Used cars, on the other hand, have been through one or more owners and there’s no way to really predict the soundness of their condition, which is a key aspect of the value of the car. There is also the possibility of unreported accidents, which could further diminish the value of the used car.
With so many elements left to chance, finance companies try to buffer the risk by charging more for the loan. That way, they’ll recoup their investments faster and potentially have more of their money back in hand if things go belly up.
Carmakers are in the business of selling new cars, which means it’s in their interests to do everything possible to help you buy a car. Fairly early on, they realized they could move more metal if they agreed to float buyers loans to make the cars easier to purchase. To that end, they formed subsidiaries to provide loans, which also gave them another revenue stream.
Because they stand to make so much money on the deal — after all, they’re selling you the car at a profit and loaning you the money to buy it, also at a profit — they can afford to be more forgiving in terms of the interest they charge on those loans.
This positions them to make buying a new car more attractive, even though it costs more.

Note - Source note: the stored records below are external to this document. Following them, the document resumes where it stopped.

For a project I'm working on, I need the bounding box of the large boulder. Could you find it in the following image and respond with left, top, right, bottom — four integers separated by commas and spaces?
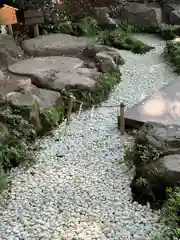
162, 0, 180, 24
131, 122, 180, 207
92, 7, 118, 29
0, 34, 24, 66
82, 44, 124, 65
135, 122, 180, 155
22, 33, 95, 57
95, 52, 117, 73
16, 84, 61, 109
120, 3, 162, 27
8, 56, 98, 91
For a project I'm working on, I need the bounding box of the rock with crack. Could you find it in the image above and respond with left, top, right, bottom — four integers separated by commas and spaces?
120, 3, 162, 27
169, 7, 180, 25
131, 122, 180, 207
83, 44, 124, 73
8, 56, 99, 92
95, 52, 117, 73
135, 122, 180, 155
16, 84, 64, 134
22, 34, 95, 57
16, 84, 61, 110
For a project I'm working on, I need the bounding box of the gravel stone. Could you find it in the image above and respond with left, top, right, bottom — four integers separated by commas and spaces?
0, 35, 178, 240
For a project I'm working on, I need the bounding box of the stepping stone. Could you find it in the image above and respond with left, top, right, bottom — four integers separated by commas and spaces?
8, 56, 99, 92
125, 80, 180, 128
22, 33, 95, 57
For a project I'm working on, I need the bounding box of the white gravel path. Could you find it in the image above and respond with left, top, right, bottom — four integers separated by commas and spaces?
0, 35, 177, 240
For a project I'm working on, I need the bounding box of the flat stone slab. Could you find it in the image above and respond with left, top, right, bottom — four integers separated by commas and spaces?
125, 80, 180, 128
8, 56, 99, 91
21, 33, 95, 57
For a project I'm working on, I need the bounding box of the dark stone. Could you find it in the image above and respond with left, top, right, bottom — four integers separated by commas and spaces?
131, 122, 180, 208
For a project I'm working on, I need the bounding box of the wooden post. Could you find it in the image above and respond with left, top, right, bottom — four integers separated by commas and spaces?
120, 103, 125, 135
7, 24, 14, 36
32, 24, 39, 37
66, 97, 73, 125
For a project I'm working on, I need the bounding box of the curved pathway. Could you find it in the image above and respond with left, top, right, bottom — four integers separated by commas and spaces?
0, 35, 177, 240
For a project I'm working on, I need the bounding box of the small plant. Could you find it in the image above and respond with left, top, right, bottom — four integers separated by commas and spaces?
154, 187, 180, 240
40, 107, 63, 131
136, 177, 148, 188
164, 41, 180, 73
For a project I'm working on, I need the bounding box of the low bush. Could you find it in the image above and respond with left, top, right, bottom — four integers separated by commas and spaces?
154, 188, 180, 240
164, 39, 180, 73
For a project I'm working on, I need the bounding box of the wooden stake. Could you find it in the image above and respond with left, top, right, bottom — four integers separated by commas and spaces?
33, 24, 39, 37
120, 103, 125, 135
7, 25, 14, 36
66, 97, 73, 125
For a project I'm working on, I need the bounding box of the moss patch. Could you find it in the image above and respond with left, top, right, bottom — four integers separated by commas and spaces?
165, 39, 180, 73
38, 17, 153, 54
153, 188, 180, 240
40, 107, 64, 134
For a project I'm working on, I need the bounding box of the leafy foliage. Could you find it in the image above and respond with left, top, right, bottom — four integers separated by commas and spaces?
154, 187, 180, 240
165, 40, 180, 73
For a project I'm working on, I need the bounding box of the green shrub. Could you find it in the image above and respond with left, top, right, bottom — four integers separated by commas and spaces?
165, 41, 180, 73
154, 187, 180, 240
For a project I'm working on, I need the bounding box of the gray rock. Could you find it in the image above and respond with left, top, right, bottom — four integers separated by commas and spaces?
136, 122, 180, 155
83, 44, 124, 65
95, 52, 117, 73
8, 56, 96, 91
162, 1, 180, 23
22, 34, 94, 57
16, 84, 61, 109
120, 3, 162, 27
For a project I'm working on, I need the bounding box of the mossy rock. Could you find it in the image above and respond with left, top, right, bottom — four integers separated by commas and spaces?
165, 38, 180, 73
73, 17, 100, 37
124, 122, 180, 208
158, 24, 180, 40
40, 107, 64, 134
0, 107, 37, 142
100, 28, 153, 54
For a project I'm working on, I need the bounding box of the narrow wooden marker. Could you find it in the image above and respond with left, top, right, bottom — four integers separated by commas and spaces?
120, 103, 125, 135
66, 97, 73, 125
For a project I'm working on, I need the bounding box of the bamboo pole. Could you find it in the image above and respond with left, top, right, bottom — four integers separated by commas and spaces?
120, 103, 125, 135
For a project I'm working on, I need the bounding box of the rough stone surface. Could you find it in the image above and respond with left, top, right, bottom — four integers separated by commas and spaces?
0, 34, 24, 66
95, 52, 117, 73
136, 123, 180, 154
162, 1, 180, 23
8, 56, 96, 91
22, 34, 93, 57
92, 7, 117, 28
17, 84, 60, 109
83, 44, 124, 65
120, 3, 162, 27
0, 35, 178, 240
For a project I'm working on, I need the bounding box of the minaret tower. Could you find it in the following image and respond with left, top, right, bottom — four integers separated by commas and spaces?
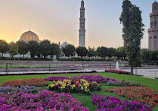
79, 0, 86, 47
148, 1, 158, 50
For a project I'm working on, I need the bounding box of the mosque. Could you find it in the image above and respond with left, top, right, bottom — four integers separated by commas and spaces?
148, 1, 158, 50
19, 30, 39, 42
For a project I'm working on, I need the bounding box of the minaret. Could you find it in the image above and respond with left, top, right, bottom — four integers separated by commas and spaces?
148, 1, 158, 50
79, 0, 86, 47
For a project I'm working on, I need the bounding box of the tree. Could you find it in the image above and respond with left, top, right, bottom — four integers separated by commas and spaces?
140, 49, 152, 63
97, 46, 108, 59
9, 42, 18, 57
120, 0, 144, 74
62, 44, 76, 57
40, 40, 51, 58
0, 40, 9, 57
16, 41, 28, 58
76, 47, 88, 58
50, 43, 61, 58
28, 40, 40, 58
87, 47, 96, 57
116, 47, 126, 60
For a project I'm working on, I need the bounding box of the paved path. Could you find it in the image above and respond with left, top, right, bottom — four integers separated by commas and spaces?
122, 69, 158, 79
0, 68, 158, 79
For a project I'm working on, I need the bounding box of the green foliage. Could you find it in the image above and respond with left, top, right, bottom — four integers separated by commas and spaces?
76, 47, 88, 58
16, 41, 28, 57
97, 46, 108, 58
28, 40, 40, 58
120, 0, 144, 74
40, 40, 51, 58
9, 42, 18, 57
0, 40, 9, 57
62, 44, 76, 57
87, 47, 96, 57
50, 43, 61, 58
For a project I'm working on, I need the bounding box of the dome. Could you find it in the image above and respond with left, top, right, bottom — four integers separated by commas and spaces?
20, 31, 39, 42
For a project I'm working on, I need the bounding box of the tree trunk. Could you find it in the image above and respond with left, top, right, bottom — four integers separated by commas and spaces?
131, 65, 133, 74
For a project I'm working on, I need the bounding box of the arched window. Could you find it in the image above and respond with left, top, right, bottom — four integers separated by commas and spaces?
155, 21, 157, 27
154, 36, 157, 49
150, 22, 153, 28
149, 36, 152, 49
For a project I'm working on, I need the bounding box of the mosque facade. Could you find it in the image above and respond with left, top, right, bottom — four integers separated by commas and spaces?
148, 1, 158, 50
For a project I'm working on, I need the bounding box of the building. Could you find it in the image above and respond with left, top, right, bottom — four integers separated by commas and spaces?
79, 0, 86, 47
148, 1, 158, 50
19, 30, 39, 42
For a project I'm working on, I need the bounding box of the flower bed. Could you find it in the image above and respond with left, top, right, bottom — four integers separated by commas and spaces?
105, 70, 130, 74
105, 86, 158, 107
0, 90, 88, 111
71, 74, 117, 83
0, 86, 38, 94
106, 80, 141, 86
91, 95, 152, 111
49, 79, 100, 94
44, 77, 69, 81
2, 78, 48, 87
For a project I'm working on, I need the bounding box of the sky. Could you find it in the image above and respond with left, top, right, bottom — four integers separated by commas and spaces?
0, 0, 155, 48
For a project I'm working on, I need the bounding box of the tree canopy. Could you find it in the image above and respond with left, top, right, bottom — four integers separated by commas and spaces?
120, 0, 144, 74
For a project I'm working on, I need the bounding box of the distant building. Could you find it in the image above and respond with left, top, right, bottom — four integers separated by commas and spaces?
79, 0, 86, 47
19, 31, 39, 42
59, 41, 68, 48
148, 2, 158, 50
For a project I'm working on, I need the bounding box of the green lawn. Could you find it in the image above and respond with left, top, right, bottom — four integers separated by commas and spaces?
0, 64, 60, 68
0, 73, 158, 111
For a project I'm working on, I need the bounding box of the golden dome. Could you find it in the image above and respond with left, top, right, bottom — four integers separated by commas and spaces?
20, 31, 39, 42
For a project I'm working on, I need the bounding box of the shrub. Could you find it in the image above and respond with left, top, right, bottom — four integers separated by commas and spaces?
105, 86, 158, 107
0, 90, 88, 111
0, 86, 38, 94
71, 74, 117, 83
91, 95, 152, 111
106, 80, 141, 86
2, 78, 48, 87
105, 70, 130, 74
44, 77, 69, 81
48, 79, 100, 94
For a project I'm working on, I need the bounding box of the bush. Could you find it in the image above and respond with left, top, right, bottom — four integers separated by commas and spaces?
0, 90, 88, 111
105, 70, 130, 74
71, 74, 117, 83
2, 78, 48, 87
44, 77, 69, 81
0, 86, 38, 94
106, 80, 141, 86
48, 79, 100, 94
91, 95, 152, 111
105, 86, 158, 107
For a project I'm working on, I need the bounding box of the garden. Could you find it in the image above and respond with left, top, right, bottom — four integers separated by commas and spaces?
0, 71, 158, 111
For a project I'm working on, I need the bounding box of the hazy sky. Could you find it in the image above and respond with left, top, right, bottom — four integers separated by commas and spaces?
0, 0, 155, 48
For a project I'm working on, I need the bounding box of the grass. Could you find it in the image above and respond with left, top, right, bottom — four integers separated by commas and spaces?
0, 73, 158, 111
0, 65, 60, 68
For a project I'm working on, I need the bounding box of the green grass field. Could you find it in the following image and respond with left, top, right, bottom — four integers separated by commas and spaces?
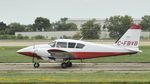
0, 46, 150, 84
0, 46, 150, 63
0, 71, 150, 83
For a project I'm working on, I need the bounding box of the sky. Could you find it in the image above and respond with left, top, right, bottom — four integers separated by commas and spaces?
0, 0, 150, 24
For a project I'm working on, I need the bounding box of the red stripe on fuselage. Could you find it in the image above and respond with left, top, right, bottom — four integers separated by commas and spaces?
72, 52, 137, 59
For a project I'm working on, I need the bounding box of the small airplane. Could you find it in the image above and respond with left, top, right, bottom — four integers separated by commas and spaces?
17, 24, 142, 68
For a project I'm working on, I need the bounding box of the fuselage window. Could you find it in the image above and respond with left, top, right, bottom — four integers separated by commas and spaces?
76, 43, 85, 48
57, 42, 67, 48
68, 42, 76, 48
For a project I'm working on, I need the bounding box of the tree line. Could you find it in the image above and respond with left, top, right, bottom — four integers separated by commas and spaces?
0, 15, 150, 39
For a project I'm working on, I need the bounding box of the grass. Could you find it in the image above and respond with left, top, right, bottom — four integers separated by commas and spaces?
0, 71, 150, 83
0, 46, 150, 63
0, 46, 150, 84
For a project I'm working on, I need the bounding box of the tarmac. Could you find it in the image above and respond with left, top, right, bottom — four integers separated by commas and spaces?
0, 63, 150, 73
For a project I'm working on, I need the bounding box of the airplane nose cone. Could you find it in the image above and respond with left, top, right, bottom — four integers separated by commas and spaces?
17, 48, 33, 56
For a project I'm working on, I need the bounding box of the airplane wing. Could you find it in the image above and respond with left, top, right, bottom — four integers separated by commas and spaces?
48, 49, 74, 59
126, 48, 142, 52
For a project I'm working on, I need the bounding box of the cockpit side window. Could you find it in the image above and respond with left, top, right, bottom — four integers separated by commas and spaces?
68, 42, 76, 48
57, 42, 67, 48
76, 43, 85, 48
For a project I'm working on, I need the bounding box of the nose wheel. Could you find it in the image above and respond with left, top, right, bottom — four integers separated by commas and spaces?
61, 61, 72, 68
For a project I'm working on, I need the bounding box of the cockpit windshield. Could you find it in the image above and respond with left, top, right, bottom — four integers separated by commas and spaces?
49, 41, 56, 47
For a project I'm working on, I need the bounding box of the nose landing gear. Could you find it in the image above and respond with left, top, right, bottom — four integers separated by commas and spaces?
61, 61, 72, 68
33, 62, 40, 68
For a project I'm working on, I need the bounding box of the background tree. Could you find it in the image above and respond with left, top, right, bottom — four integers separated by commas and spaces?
54, 18, 78, 31
81, 19, 101, 39
0, 22, 8, 34
33, 17, 52, 31
6, 23, 25, 34
105, 15, 133, 38
140, 15, 150, 31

Used Car Buyers Tend to Have More Financial Problems
One of the quirky aspects of life is those who can afford to pay the most are generally required to pay the least, while those who can barely afford to pay are usually called upon to pay the most.
If you’ve had credit problems, odds are it’s because your cash flow is slow. This, in turn, signals to creditors you’re likely to be more of a risk. To ensure their profit in the event of a default, they charge you more for doing business.
And yeah, we do get how backwards that is.
If you want to make sure somebody pays you back when you grant a loan, it would seem to make more sense to ensure paying you back is as affordable as possible.
But, we digress.
Bottom line: Because many used car buyers have lower credit scores, the interest rates they face are usually higher.
Lower Resale Value
If you buy a new car and the lender has to repossess it after two years, it’s taking back a two-year-old car. If you buy a two-year-old used car and the lender has to repossess it after two years, that’s a four-year-old car. It’ll be worth less, so they’ll charge more to finance it to offset the potential loss.
That’s one more reason why it costs more to finance a used car.